SEMINOLE COUNTY, Fla. – Seminole County Public Schools say they are ready to welcome back more than 4,500 students to face-to-face for the start of the second nine weeks beginning on Monday.
Of the 10,437 surveys returned to the district, school officials said 4,546 wanted to return to in-person learning.
Seminole Schools added nearly 6,000 of the 26,529 students learning remotely through the Seminole Connect program will not change their method of learning.
However, inside Winter Springs High School, Principal Pete Gaffney is getting ready to welcome back about 90 to 100 students, he said.
“We are welcoming the students with open arms, we can’t wait to have them back,” Gaffney said. “We have all of the safety and health protocols in place and we are excited to get them back on campus.”
Gaffney showed News 6 a physical science and chemistry classroom where already 20 desks were set up with partitions. He said they are working to use all space available to add any more students.
“We are going to spread them out as much as possible, continue to wear the face covering, continue with desk partitions to make sure we are spaced out and we are going to mist the classroom every night,” Gaffney said.
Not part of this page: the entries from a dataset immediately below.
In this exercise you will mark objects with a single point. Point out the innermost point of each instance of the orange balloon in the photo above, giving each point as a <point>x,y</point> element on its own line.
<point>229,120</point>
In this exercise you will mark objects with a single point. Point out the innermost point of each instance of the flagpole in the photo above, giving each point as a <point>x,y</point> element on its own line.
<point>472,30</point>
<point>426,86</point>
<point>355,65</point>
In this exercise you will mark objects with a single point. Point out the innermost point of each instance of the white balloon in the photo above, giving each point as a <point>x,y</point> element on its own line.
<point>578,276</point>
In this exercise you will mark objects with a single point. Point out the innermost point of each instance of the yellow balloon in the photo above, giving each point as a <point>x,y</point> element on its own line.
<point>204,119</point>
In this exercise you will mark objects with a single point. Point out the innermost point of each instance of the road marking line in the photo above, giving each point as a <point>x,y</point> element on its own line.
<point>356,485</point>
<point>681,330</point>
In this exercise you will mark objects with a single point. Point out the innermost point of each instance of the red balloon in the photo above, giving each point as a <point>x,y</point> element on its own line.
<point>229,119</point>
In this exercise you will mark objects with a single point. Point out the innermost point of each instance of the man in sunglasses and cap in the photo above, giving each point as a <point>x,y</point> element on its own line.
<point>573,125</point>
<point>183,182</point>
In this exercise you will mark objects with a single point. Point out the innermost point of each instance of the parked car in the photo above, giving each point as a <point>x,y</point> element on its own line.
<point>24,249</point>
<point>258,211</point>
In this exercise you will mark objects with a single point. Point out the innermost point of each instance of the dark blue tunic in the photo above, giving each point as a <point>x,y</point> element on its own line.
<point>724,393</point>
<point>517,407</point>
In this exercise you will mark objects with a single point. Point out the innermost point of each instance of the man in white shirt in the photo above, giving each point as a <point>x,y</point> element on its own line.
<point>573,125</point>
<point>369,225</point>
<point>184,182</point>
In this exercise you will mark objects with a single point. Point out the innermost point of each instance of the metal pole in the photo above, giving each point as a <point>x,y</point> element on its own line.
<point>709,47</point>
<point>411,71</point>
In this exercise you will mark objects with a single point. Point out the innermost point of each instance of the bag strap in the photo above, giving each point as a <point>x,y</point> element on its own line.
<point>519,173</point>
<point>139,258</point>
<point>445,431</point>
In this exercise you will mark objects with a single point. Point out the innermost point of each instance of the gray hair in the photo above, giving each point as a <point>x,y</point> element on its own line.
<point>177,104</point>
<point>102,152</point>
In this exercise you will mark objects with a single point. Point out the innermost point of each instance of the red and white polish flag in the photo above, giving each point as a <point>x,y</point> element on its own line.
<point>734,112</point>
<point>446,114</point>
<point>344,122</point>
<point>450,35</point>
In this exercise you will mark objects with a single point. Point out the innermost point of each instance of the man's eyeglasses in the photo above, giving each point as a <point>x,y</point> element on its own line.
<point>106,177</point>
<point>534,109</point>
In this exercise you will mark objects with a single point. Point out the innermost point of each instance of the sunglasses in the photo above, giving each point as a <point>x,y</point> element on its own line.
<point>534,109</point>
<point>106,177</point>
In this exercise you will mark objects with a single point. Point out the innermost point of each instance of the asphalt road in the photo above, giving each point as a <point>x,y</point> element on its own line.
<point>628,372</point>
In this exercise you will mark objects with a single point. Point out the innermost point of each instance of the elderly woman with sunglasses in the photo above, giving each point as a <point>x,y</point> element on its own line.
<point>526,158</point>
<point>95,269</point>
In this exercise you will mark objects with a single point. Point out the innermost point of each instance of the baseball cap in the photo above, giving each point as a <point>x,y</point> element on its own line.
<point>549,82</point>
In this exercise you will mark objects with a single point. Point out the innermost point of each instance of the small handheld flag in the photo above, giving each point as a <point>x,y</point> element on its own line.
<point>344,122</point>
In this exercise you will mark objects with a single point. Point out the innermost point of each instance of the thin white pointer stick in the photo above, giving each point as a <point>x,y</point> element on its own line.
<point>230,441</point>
Gaffney said he’s grateful the district invested in ordering 35,000 desk partitions at the start of the school year, which school officials said they have on continuous stock as more students return to class. Some of that extra stock in PPE is partly thanks to Seminole County giving SCPS an additional $5 million in federal CARES Act money.
“Any time teachers tell us they need more, we put them an order and they get here in a couple of days time,” Gaffney said.
Seminole County Schools is also on standby for a shipment of free Binax rapid tests that the governor announced will be shipped to school districts by the end of the week.
“The fact that we are getting these will be helpful to us, but we are still waiting on those details on how to use them and the guidelines provided,” SCPS spokesman Michael Lawrence said.
However, Dan Smith, president of the teacher’s union Seminole Education Association, in a statement to News 6 shared his concerns with so many students returning face-to-face, specifically in regards to class sizes and high-risk teachers asked to come back.
"Our teachers range from being ready to do whatever is needed for our students – to being afraid as class sizes will exceed any safe-sizes. Seminole County Public Schools is not transparent regarding information on what the plan is to return students to the classroom. Teachers are not being told how many students are returning to their classes; teachers who were given remote accommodations in August, due to being at high risk, are being asked to return to class.
"As we are in a pandemic, the district should control the flow of returning students and wait until it is safe for students to return – but the district is allowing parents unlimited choice to change whenever they like. Parents would understand, under the current circumstances, that safety should be the priority over a parent’s want to return their child to face to face. Unfortunately, the district is not placing safety as the priority in returning students to the classroom.
“I will say that K-3 is overall safe numbers. Grades 6-12 are already high numbers. With 4500 kids returning and no additional teachers being hired – G-d help us all,” Smith wrote.
In response, Seminole County Schools said the plan to allow for parents to have this choice at the second quarter was the plan since the beginning of the second quarter.
"Many of the state restrictions have been lifted however, our district has chosen to maintain and keep our safety protocols in place as we had developed at the beginning of this school year.
We are being extremely accommodating and fair to both our hard working families and teachers to ensure we keep things as safe as possible and meet their instructional needs to the best of our ability.
In addition, we’ve worked together with the union and our community to develop the protocols and parameters we currently have in place. This has always been a team effort every step of the way. The district will continue to be flexible and adjust accordingly with whatever challenges and obstacles come our way. Just as we have from the beginning.
This is new territory for all of us, but despite this unforeseen pandemic, we maintain our commitment to make this school year the best it possibly can be and continue to move forward...together," Lawrence said in a statement.
Last month, Orange County announced that 15,792 of its students are changing from learning virtually to face-to-face for the second quarter, which also begins on Monday.